Retired IDF Maj. Gen. Yaakov Amidror -- who served as the national security adviser to Israeli Prime Minister Benjamin Netanyahu and currently is a senior fellow at the Begin-Sadat Center for Strategic Studies at Bar-Ilan University -- said that if the Iranians continued exploiting the recent Syrian ceasefire negotiated by Russia and the US to boost their presence in the country, "that might lead the IDF to intervene and to destroy every attempt to build infrastructure in Syria."

"We will not let the Iranians and Hezbollah to be the forces which will win from the long and very brutal war in Syria and to move the focus into Israel," Amidror declared on Monday, speaking on a conference call organized by The Israel Project.

Amidror observed that even if Iran was unable to achieve its much-vaunted "land corridor" from Tehran to the Mediterranean coasts of Syria and Lebanon, an increased number of bases in Syria for both Iranian and Hezbollah forces would still represent a profound threat.


"Israel should prevent it whatever will be the price," Amidror said, adding that he could not "see who will stop it."

"If that is in the interest of Israel, we should strive to be sure that our interests will be kept," he said.

Iran has already leased a military airfield from the Syrian government in the center of the country to station fighter aircraft, Ynet reported on Monday. 

Iran is also said to be negotiating with the Assad regime to establish a land base for Shia militiamen and a port in the city of Tartus.

"The establishment of an air and sea base and the attempt to permanently station 5,000 Shiite fighters on Syrian soil are not acceptable to us, and will have heavy consequences," Israeli Defense Minister Avigdor Lieberman said.

"We will not accept it," Lieberman explained during an interview with a Russian news outlet. "We insist that there be no trace of Iranian presence on Syrian soil, and we insist on this arrangement in every settlement."
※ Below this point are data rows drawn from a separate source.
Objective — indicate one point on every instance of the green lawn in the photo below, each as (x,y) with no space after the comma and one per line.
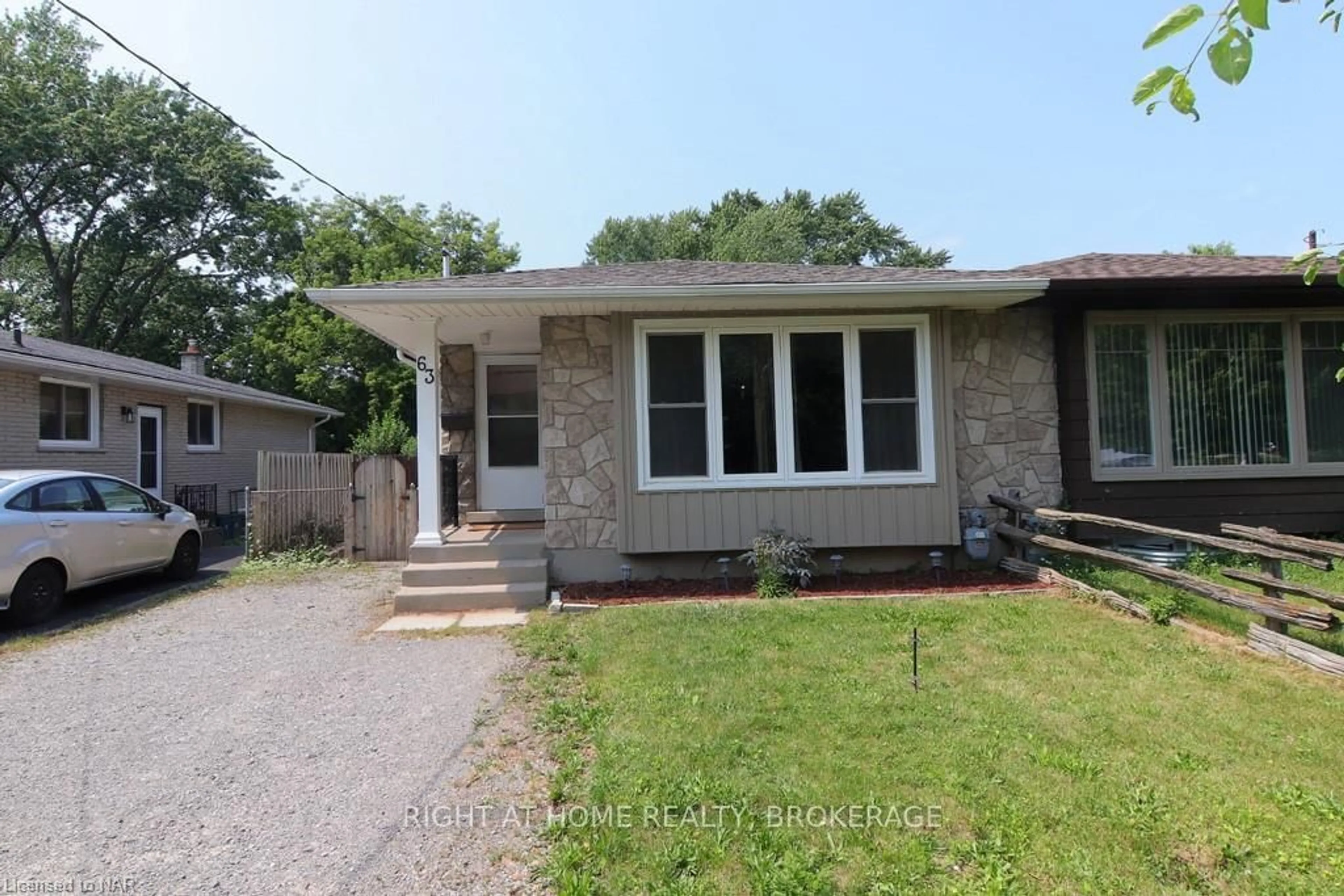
(1070,750)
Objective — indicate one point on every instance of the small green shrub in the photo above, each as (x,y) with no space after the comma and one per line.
(780,562)
(385,435)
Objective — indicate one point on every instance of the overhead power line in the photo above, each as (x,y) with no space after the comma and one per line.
(248,131)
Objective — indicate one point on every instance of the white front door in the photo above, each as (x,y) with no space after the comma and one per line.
(509,433)
(150,454)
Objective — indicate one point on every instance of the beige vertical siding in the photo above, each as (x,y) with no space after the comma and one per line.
(834,516)
(244,430)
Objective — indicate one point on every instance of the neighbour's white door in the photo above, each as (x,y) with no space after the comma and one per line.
(509,433)
(150,469)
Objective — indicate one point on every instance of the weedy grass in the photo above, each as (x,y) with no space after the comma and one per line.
(1068,749)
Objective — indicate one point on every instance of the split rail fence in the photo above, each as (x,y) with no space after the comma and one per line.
(1268,546)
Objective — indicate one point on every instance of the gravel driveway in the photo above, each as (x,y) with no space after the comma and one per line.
(246,739)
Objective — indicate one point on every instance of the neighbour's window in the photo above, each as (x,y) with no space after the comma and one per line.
(119,498)
(202,425)
(1323,358)
(65,495)
(733,403)
(66,413)
(1219,393)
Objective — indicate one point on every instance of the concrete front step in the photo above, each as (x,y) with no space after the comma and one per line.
(470,597)
(494,546)
(502,518)
(491,571)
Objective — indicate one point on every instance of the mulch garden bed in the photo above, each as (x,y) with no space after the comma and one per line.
(823,586)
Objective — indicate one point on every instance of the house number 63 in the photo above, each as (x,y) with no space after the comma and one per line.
(422,366)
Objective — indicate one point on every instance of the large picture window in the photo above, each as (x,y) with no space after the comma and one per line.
(734,403)
(1178,395)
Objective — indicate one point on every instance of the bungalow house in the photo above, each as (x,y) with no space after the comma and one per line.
(650,418)
(1199,390)
(162,428)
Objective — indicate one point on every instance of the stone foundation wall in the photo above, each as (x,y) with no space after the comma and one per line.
(457,374)
(579,443)
(1006,406)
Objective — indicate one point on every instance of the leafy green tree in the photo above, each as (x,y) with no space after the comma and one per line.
(131,216)
(1221,248)
(744,227)
(1229,45)
(292,346)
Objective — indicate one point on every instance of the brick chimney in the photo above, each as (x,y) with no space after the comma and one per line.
(193,362)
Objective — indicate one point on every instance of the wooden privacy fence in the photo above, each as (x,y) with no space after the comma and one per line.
(1272,549)
(362,507)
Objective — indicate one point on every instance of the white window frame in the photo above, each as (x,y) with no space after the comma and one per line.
(850,326)
(1160,408)
(94,417)
(214,410)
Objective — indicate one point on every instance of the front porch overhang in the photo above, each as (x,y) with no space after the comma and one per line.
(400,313)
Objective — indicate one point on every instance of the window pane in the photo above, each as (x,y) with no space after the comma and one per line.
(148,452)
(120,499)
(514,441)
(1124,410)
(747,365)
(208,424)
(890,436)
(678,443)
(1229,397)
(819,403)
(49,425)
(1322,393)
(77,413)
(888,363)
(511,389)
(677,368)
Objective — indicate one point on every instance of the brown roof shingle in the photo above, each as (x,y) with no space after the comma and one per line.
(1138,267)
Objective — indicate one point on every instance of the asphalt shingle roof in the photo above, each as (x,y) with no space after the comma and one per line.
(38,348)
(1136,267)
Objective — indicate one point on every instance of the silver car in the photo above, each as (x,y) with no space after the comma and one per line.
(61,530)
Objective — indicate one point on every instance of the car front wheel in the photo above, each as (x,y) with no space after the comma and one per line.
(38,594)
(186,559)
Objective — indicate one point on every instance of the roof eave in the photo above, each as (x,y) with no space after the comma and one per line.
(651,296)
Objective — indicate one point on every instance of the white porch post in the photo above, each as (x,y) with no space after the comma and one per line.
(428,402)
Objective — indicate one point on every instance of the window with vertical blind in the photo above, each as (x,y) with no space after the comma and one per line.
(758,402)
(1179,394)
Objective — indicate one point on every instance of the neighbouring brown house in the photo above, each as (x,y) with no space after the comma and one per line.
(1199,390)
(176,433)
(651,418)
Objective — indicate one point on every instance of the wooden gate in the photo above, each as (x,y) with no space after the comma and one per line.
(385,508)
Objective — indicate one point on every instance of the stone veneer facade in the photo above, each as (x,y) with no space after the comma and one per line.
(579,443)
(1006,406)
(457,374)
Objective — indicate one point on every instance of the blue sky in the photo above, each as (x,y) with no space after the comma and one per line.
(1002,132)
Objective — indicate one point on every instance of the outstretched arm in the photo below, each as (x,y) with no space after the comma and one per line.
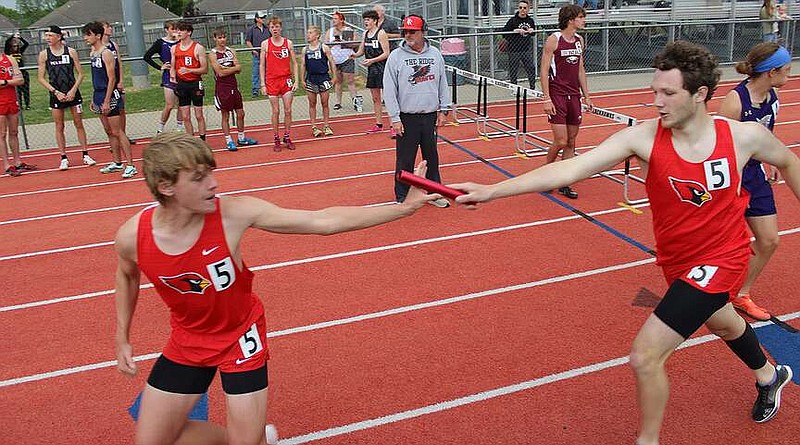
(126,294)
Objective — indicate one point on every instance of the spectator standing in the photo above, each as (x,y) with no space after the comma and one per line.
(417,100)
(520,43)
(10,78)
(254,37)
(345,66)
(375,49)
(64,76)
(163,47)
(315,70)
(227,97)
(16,48)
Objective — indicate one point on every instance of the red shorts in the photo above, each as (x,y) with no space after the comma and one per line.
(228,99)
(248,353)
(568,110)
(10,108)
(710,277)
(278,86)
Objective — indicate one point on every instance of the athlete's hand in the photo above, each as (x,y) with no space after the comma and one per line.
(549,108)
(398,128)
(475,193)
(125,362)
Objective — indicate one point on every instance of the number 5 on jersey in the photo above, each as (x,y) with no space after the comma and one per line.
(222,273)
(250,343)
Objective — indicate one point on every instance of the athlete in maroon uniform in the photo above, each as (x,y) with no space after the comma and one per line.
(693,164)
(227,96)
(188,247)
(278,66)
(563,79)
(10,78)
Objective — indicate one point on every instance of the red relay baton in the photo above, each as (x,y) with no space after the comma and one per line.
(428,185)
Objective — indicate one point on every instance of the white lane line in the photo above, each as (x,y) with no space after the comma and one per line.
(354,319)
(491,394)
(337,255)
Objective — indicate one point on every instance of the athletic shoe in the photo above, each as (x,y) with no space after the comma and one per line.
(271,434)
(568,192)
(129,172)
(745,304)
(440,203)
(769,397)
(287,141)
(112,167)
(87,160)
(26,167)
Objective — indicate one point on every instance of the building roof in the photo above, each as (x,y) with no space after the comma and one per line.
(79,12)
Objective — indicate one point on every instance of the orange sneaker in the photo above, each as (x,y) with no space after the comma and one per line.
(745,304)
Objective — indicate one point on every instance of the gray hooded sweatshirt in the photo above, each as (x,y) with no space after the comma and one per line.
(415,82)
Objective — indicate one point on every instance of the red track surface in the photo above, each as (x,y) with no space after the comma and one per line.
(557,333)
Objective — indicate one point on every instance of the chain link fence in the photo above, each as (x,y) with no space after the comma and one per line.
(611,47)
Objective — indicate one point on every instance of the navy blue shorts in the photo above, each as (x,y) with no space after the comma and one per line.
(762,200)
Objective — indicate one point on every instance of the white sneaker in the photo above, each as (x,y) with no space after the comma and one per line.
(87,160)
(271,434)
(129,172)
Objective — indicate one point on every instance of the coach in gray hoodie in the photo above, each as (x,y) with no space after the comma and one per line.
(417,100)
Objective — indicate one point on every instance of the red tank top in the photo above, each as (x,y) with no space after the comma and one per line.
(698,207)
(210,298)
(8,94)
(565,67)
(278,59)
(186,58)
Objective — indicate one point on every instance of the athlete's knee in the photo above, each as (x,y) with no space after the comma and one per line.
(766,244)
Iran invests around $100 million a year in Hezbollah, which has enabled it to become the dominant political and military force in Lebanon with a sophisticated militia that more closely resembles a national army than a terrorist organization. 
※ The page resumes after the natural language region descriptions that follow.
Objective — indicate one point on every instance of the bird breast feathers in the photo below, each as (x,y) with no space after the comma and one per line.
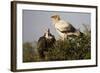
(61,25)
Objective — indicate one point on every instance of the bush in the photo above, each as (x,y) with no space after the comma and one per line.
(73,48)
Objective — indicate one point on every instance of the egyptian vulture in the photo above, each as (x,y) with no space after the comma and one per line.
(45,42)
(64,28)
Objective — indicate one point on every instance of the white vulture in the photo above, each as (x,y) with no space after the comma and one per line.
(64,28)
(45,42)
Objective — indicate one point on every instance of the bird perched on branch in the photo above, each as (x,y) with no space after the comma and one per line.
(45,42)
(64,28)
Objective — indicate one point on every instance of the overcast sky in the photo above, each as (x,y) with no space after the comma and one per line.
(34,22)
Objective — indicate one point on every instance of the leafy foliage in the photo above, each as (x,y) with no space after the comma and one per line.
(73,48)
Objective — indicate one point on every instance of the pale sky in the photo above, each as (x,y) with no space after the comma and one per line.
(34,22)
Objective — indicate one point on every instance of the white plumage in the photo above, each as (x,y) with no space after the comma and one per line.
(64,28)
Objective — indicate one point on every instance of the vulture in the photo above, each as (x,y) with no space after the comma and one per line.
(45,42)
(64,28)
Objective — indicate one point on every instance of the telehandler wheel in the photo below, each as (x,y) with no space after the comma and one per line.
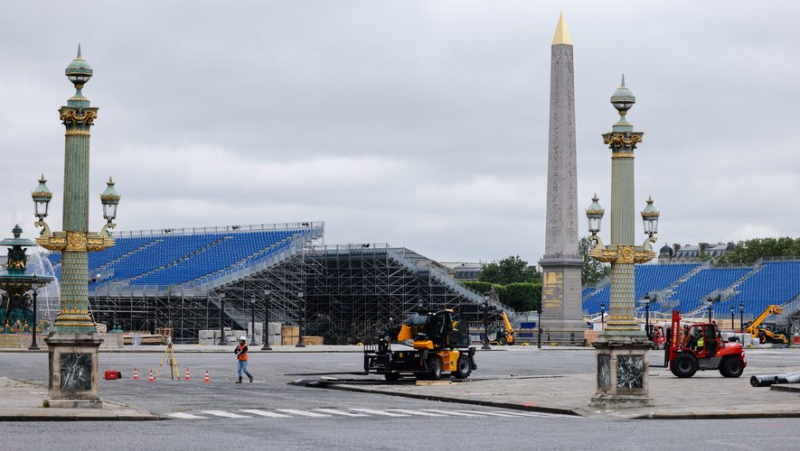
(731,367)
(391,377)
(463,367)
(684,366)
(434,368)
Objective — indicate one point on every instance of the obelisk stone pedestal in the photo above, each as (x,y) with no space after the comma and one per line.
(73,371)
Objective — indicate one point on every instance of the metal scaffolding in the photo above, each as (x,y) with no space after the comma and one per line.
(349,293)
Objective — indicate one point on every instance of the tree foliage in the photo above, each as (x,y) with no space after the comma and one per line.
(592,271)
(509,270)
(747,252)
(521,297)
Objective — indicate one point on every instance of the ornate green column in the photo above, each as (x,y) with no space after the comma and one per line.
(73,344)
(75,241)
(622,360)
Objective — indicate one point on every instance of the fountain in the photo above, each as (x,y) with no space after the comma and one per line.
(17,310)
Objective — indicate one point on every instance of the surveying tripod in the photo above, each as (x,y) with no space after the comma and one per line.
(172,362)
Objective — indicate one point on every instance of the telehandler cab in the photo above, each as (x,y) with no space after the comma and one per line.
(439,344)
(700,347)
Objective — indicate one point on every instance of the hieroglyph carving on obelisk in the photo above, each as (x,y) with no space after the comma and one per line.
(561,290)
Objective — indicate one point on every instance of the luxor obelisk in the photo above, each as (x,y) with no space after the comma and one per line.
(561,279)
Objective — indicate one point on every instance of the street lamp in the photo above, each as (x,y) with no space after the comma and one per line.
(266,346)
(710,308)
(539,323)
(35,287)
(222,341)
(253,320)
(646,301)
(74,334)
(741,319)
(300,343)
(602,315)
(110,200)
(623,341)
(485,345)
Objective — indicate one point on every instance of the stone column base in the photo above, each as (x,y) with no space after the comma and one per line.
(74,369)
(622,371)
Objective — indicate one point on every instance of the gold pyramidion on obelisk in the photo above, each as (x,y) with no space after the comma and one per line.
(562,32)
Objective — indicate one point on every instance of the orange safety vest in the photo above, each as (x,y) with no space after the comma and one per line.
(242,352)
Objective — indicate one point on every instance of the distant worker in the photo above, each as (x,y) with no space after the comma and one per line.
(241,356)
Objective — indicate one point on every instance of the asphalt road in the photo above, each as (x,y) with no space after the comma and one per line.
(270,414)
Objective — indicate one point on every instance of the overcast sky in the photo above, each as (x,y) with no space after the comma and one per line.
(418,123)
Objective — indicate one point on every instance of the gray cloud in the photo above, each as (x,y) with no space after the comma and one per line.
(416,123)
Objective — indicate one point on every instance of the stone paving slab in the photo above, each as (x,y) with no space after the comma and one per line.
(23,401)
(706,395)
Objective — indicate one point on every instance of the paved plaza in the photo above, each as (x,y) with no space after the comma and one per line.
(510,382)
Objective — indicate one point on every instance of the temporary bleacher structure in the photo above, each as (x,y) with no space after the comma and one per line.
(689,287)
(189,278)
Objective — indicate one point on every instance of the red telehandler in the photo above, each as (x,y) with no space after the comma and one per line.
(700,347)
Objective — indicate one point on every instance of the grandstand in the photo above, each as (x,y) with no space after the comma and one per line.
(688,287)
(182,277)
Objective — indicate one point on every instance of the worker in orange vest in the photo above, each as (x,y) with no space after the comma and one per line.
(241,356)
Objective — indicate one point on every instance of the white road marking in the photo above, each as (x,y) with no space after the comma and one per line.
(303,413)
(493,414)
(224,414)
(186,416)
(416,412)
(264,413)
(341,412)
(452,412)
(381,412)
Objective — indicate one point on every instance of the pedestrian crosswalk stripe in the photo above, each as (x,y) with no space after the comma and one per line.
(453,412)
(341,412)
(221,413)
(493,414)
(264,413)
(362,413)
(418,412)
(517,414)
(381,412)
(532,414)
(303,413)
(186,416)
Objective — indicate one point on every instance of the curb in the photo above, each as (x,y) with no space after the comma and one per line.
(502,405)
(716,416)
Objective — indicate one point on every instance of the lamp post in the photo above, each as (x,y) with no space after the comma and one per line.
(35,287)
(710,309)
(221,295)
(646,301)
(300,343)
(485,345)
(623,342)
(602,315)
(266,346)
(741,319)
(253,321)
(539,324)
(74,334)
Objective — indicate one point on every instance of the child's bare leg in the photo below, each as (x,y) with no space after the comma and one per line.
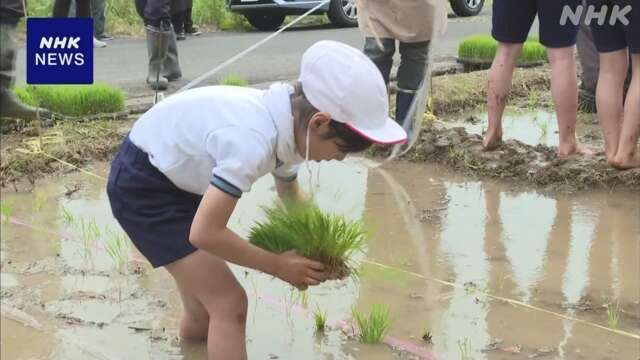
(498,90)
(194,322)
(564,89)
(627,156)
(213,285)
(609,99)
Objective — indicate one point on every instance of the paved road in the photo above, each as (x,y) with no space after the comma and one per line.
(123,62)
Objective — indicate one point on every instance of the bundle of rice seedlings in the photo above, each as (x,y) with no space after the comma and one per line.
(327,238)
(481,49)
(234,80)
(73,100)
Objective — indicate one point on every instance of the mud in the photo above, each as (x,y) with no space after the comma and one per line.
(528,154)
(513,272)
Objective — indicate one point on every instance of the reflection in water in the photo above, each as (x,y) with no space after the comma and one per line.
(462,244)
(526,221)
(564,254)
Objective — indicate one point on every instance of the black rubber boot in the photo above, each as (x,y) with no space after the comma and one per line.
(403,105)
(10,106)
(158,39)
(177,20)
(171,68)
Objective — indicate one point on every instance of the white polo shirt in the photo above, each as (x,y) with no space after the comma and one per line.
(226,136)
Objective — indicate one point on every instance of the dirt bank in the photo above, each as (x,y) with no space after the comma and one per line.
(514,160)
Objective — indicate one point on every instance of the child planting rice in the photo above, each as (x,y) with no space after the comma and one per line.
(303,227)
(178,176)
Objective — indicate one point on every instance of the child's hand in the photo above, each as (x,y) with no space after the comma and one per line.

It has an estimated 150,000 rockets, which is significantly more than all 29 NATO countries combined, with the exception of the US. To believe that Iran would not use this investment to its full potential is simply not realistic. 

While Iran has mobilized Hezbollah to prop up its client Bashar Assad in Syria, the original and main purpose has always been to use it as a weapon against the Jewish state.
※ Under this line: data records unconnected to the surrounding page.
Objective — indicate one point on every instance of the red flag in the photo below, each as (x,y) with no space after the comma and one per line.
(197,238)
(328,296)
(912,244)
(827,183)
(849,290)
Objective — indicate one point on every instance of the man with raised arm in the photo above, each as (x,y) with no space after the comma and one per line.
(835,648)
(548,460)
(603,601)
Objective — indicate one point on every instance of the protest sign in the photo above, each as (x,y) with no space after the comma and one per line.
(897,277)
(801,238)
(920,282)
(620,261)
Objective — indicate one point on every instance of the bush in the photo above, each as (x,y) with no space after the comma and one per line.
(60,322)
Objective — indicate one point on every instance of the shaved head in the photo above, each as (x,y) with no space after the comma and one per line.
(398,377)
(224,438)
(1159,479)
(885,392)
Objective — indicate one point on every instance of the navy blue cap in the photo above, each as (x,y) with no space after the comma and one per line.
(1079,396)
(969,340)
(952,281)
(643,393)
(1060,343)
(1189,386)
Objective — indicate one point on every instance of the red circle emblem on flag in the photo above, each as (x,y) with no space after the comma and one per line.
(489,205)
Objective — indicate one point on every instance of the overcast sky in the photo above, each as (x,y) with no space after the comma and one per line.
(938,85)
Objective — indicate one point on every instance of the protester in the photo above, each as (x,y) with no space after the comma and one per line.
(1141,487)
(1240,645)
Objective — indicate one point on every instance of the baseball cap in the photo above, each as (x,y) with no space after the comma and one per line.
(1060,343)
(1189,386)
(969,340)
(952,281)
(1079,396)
Lieberman's comments followed a rare moment of discord between Netanyahu and the Trump administration over the ceasefire. 

On Sunday, Netanyahu, who was visiting Paris, telephoned US Secretary of State Rex Tillerson to explain his opposition to the deal, based on its potential to expand Iran's hostile activities in Syria. 

The Israeli prime minister is understood to have raised a number of objections with Tillerson, including Israel's insistence that Iran and allied militias stay away from Syria's borders with Israel and Jordan, and its opposition to the stationing of Russian troops in those "safe zones" agreed under the deal that are close to Israel.


Amidror expressed understanding for the strategic thinking of both the US and Russia.

"For the Russians, to keep the continuation of the regime in Damascus which from their point of view is a strategic goal," he said.  "The Americans goal is to destroy ISIS, and that was their strategic goal."

But neither of these aims, he continued, offered much comfort to Israel.

"Israel should take care for its strategic goal and this is to prevent the Iranians and Hezbollah from building launching pads in Syria," Amidror stated.